In this post, I want to talk about what the task Adam and Eve were given might have been, how we might understand the central object – the tree.
From what I’ve been able to find out, Jewish and Christian scholars have historically taken two approaches to the task: the first, that the task was irrelevant in itself – an arbitrary boundary that gave them the opportunity to show obedience; the second, that the task was to obey a warning about a danger that needed to avoid for good reasons that they could not yet understand.
I also found a modern scholar musing that when you combine the knowledge of good and evil in an unstructured and unguided way, without faith in God, what you get as the fruit of that action is doubt – so the sin of Adam and Eve, in his view, was doubt.
This theory is that Adam and Eve were in this great place designed to be perfect for them, with everything they wanted ready to fall into their hands, and there was no reason why they should ever change. Without change, without challenge, there is no growth. So God deliberately picked a tree, perhaps at random, or perhaps one he specifically planted for the purpose, and told them not to eat its fruit. There was nothing special about the tree. As long as they didn’t think about the tree, they learnt nothing. Once they started to think about the tree, they had to change – to learn about good and evil. Adam and Eve learnt about good and evil from the inside, by doing evil; that is, by choosing to deliberately disobey. They also could have learnt by doing good; by choosing to deliberately obey.
I think it fair to suggest that in this scenario, the serpent might be representing itself as doing God’s work – after all, God wants Adam and Eve to think about the tree. The boundary is no good if they never notice that it’s there. There is an ancient tradition that angels took animal form – or possessed animals – to communicate with humans, so why not? Eve is confronted with a talking serpent or dragon that claims an intimate knowedge of what is being discussed in heaven. “Eve was deceived,” St Paul says. She thought the serpent was on the level. Adam was not deceived, but he chose to eat the fruit anyway.
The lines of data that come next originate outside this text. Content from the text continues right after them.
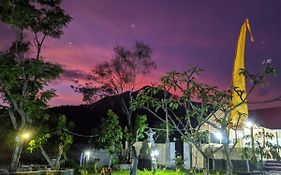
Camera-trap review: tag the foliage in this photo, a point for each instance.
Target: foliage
(195, 107)
(110, 136)
(263, 148)
(23, 74)
(53, 135)
(117, 75)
In this scenario, it doesn’t much matter what the tree was – anything would have done. Scripture does say a tree, but some ancient sources suggest it might have been a fig tree (which later supplied the leaves for the aprons), and some that it might have been wheat. Very large wheat, apparently.
Warning of danger
There have been various theories about what the danger was – in most of these, the tree is taken to be symbolic. The two front runners involve sex, agriculture or both.
Sex and original sin
St Augustine thought the task was to avoid all sex. The first sin, by his account, was that Adam and Eve had sexual intercourse. My own thought is that this tells us quite a lot about St Augustine, but seems to ignore the reality that God had commanded humankind to be fruitful. However, maybe Eve was underage and Adam was supposed to wait?
Our correspondent Robert partially agrees with St Augustine, but thinks that natural sex was fine (and specifically commanded, in fact), but he rather coyly points out on his website that two trees growing closely together, one that gives life and one that gives knowledge of good and evil, could symbolise two passages that are found at the centre of something else that has from time to time been referred to as a garden. I’d like to avoid pussyfooting around, but don’t want to be banned by WordPress or targeted by spammers, so I’ll have to leave the rest of it to your imagination. Think ‘cities of the Plains’ and the fate planned for Lot’s guests.
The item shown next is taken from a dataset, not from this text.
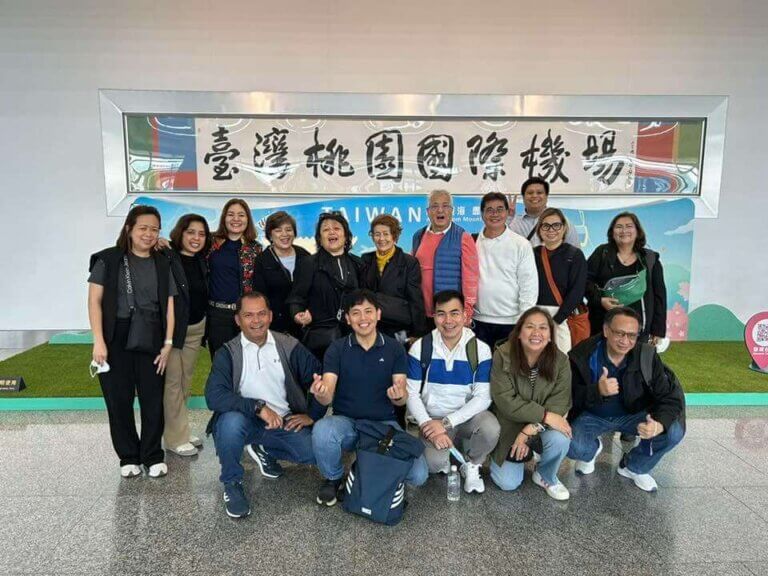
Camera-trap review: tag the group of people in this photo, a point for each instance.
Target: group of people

Robert doesn’t explain on his website how throwing Adam and Eve out of the Garden to keep them from the Tree of Life was going to work if Eve was carrying it between her legs – and, indeed, the population explosion since that time would tend to suggest that the Tree of Life has been producing immortality of a sort for humankind ever since.
Various Jewish and Christian writers, both ancient and modern, have suggested that first Eve and then Adam had intercourse with the serpent, and that this was the forbidden fruit.
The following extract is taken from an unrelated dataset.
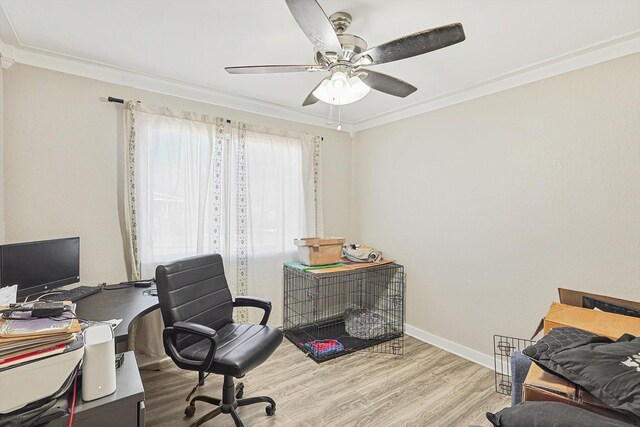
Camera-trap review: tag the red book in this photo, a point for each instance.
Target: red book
(38, 354)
And at least one writer believes the first sin was rape – Adam raped Eve. In this scenario, Eve was introduced to the idea by the serpent, but Adam, who was listening, decided to take action.
These theories have a certain appeal.We know that sex is an awkward area in human relationships, that the physiological clocks of men and women are out of sync, and that when sexual appetites go amiss they cause huge problems. I can see why many theorists have looked at how messed up we are and figured that a misuse of sex had to be part of the cause.
In addition, the first reaction of the guilty pair was to look for a way to cover their nakedness – and modesty usually implies an effort to avoid giving rise to sexual temptation – and one of the consequences for Eve also implies sex: ‘your desire shall be for your husband and he shall rule over you’. History and personal experience are full of examples of women who allowed their infatuation with a man to overrule their good sense, their commitment to their children, and their moral judgement.
The other idea takes its hint from one of the consequences for Adam. He’d been able to collect food whenever he wanted – all of the plants in the Garden provided him and Eve with sustenance. Now he’d have to struggle to wrestle a meal out of a ground that also produced thistles and other weeds. Was the great sin the invention of agriculture?
Think about that one. Hunter gatherers go from place to place, collecting the food that occurs naturally. In contrast, farmers stay in one place and change the environment to try to make it produce next season’s food. Agriculture, then, is a vote of no confidence in God.
And look at what happened. Wherever agriculture has been introduced, social stratification has followed. Palaeontologists tell us that pre-agriculture humans were taller and fitter than their post-agriculture descendants. They lived longer, and kept better health. Today’s hunter gatherers have been pushed into marginal land, so that benefit doesn’t still apply, but still the average hunter gatherer society has less social stratification and less inequity between the genders than the average primitive agricultural society.
So it’s certainly an idea. The timeframes don’t fit very well though, unless you assume that agriculture has been invented several times in human history and then forgotten again.
The blame game
There is one more thought I’d like to ponder with you. Was the sin completed with the eating of the fruit, or could they have backed up at that point, said they were sorry, and moved on? The blame game that followed was a prototype for the rest of human history. Adam blamed Eve and God “It was the woman you gave me”, Eve blamed the serpent, the serpent lost his suspiciously apt voice.